It should come as no surprise that back in 1985, the San Francisco 49ers were very interested in Bo Jackson. They were certainly not alone in their desire to draft the running back. On Monday morning, an old scouting report from one of the team's lead scouts shows his report ahead of the 1986 draft and it's safe to say the scout wanted the team to take the Auburn player in the first round.
However, by the time the 49ers had a selection, Jackson wasn't available. The scout likely knew when he wrote up the report there was very little chance the running back was going to land up in San Francisco after the draft, but the report made it clear what a great player Jackson was anyway.
The report was posted on Twitter by an account actually tied to Cleveland Browns fans, "Bring Brownie Back." The scouting report lists all kinds of measurables and grades that Jackson racked up from the 49ers scout, Tony Razzano. Among some that stand out was that he boasted a build that measured 6 foot 1 inch and weighed 222 pounds, but he was still able to run a 40-yard dash in 4 minutes 12 seconds.

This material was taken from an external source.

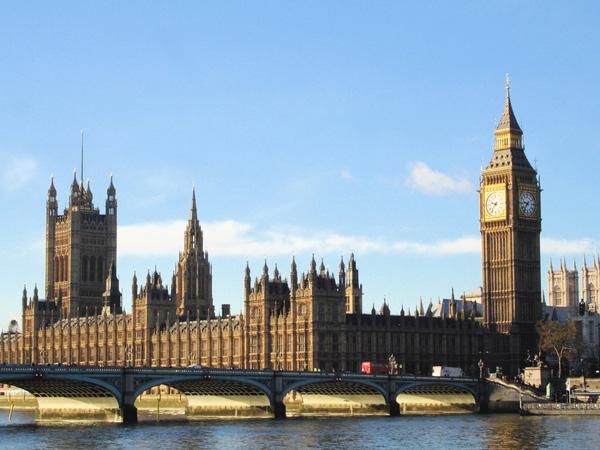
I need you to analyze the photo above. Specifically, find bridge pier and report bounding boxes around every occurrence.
[273,401,286,420]
[387,377,400,417]
[121,367,137,424]
[121,405,137,425]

His body control, explosiveness, and strength were all rated at the top or near the top.
It's the scout's comments alongside his ratings, however, that really make the report stand out. Razzano wrote Jackson had all the characteristics to be one of the best players to ever come out of college. The 49ers representative compared him to other great running backs Hershel Walker, pre-crime O.J. Simpson, and Jim Brown.It was also apparently clear Jackson wanted to play for a contender. Razzano noted the Auburn player didn't want to have a career similar to Simpson, who toiled for a mostly bad Buffalo Bills team over the course of his career.
The 49ers scout closed his report by dreaming about a backfield that would have included Jackson, Roger Craig, and Joe Montana. His note for that was simply "awesome." Razzano also said the young running back received the highest grade he had ever given in 22 years of scouting, after having seen thousands of players.
A pairing of Jackson and the 49ers was not to be, however. San Francisco didn't have a pick until the second round and Jackson was selected first overall by the Tampa Bay Buccaneers. True to his comments about wanting to play for a contender, he refused to sign with the Bucs and played baseball instead. He eventually played nine seasons for the Kansas City Royals, Chicago Whitesox, and California Angels.
In 1987, he signed with the Oakland Raiders and played four years in the NFL. His career was cut short while playing in his only playoff game. During one run in the 1990 game against the Cincinnati Bengals, Jackson was tackled awkwardly and he suffered a hip injury. That injury became degenerative and he never played in the regular season again.